Congratulations mate! I just opened the parcel with MD - 90 and NP-90M yesterday and found that the motor does not work, I decided to disassemble NP-90M, realizing that the old batteries could have leaked. And so it turned out, everything is covered with traces of old batteries. But I hope there is a chance to restore all this. I have a native charger, maybe it will help me. Please tell me what kind of batteries you ordered, I really want to do the same. And also, I don't have a battery spot welder, will this be a problem for me? Maybe I can use an ordinary microcircuit iron?
Thanks!
The cells I got are Sanik branded 400mAh 2/3AAA NiMH ones. They're slightly narrower than the original N sized cells, but higher capacity due to improved battery technology after 40 years - even if they're only half of the claimed capacity. There might be other sized cells that'll fit in the space available, but 2/3AAA is a reasonably common one for use in those solar lanterns you spike into soil.
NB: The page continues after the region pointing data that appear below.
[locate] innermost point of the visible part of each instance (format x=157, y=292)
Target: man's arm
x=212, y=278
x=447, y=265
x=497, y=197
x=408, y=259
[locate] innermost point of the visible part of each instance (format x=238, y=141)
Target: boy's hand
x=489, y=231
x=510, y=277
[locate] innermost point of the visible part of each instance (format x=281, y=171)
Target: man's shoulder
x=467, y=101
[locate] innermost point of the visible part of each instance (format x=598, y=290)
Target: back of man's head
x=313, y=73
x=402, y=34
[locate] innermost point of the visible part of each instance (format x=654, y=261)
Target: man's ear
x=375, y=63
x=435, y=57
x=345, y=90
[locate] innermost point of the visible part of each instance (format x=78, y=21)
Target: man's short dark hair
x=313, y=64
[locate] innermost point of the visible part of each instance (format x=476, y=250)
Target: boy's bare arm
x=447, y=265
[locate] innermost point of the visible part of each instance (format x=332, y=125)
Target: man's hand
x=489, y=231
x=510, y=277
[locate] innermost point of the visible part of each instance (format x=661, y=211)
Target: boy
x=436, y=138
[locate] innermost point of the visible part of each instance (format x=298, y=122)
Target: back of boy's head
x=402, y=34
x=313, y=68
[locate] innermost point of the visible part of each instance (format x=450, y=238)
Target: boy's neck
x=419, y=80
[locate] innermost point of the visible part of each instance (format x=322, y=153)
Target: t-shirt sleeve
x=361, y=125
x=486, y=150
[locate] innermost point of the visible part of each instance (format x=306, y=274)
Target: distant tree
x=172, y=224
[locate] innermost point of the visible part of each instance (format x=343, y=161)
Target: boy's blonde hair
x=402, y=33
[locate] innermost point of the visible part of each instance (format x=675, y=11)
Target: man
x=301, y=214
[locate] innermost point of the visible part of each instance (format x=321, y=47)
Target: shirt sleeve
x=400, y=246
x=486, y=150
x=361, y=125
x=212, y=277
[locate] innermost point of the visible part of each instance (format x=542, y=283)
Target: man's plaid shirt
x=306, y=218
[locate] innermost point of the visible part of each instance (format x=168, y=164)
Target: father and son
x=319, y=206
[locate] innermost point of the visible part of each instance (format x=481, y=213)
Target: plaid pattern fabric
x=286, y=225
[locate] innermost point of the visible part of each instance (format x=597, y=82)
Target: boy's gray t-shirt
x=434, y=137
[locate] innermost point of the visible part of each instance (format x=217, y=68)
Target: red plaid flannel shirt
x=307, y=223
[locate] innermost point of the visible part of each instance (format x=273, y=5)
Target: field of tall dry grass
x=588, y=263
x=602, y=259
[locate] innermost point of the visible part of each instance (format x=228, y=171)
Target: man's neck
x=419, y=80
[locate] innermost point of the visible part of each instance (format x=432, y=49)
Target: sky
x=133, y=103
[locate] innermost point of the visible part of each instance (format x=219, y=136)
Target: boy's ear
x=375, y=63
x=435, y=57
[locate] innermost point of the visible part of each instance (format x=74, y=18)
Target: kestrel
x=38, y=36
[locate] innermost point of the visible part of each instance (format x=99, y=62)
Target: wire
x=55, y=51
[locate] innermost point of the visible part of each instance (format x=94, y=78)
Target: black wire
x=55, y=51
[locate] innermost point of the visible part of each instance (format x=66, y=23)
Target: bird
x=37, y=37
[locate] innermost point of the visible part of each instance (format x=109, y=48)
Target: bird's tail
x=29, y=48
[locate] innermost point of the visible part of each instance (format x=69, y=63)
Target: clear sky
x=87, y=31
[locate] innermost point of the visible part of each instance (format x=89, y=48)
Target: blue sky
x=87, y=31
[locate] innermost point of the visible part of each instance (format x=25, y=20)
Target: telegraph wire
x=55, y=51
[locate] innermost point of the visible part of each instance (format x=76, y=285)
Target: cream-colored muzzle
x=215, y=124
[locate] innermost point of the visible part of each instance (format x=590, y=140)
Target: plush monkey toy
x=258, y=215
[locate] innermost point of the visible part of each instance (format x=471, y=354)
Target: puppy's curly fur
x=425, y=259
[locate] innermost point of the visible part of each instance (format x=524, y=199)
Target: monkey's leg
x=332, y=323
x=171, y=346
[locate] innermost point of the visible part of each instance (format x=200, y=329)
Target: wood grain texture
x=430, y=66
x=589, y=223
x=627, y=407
Soldering directly to the battery ends can heat damage them, but you may be able to find them for sale with solder tabs already welded on. Here's an aliexpress listing for exactly that. The 800mAh claim is silly, but the one review says they measured out to 150mAh. If I remember right 150mAh is still slightly higher then the capacity of the original cells. But yeah you might be able to find a better or more convenient deal on a website local to you.
Also NiMH batteries as far as i'm aware aren't fully compatible with chargers made for NiCd batteries, something about how they detect the end of charging.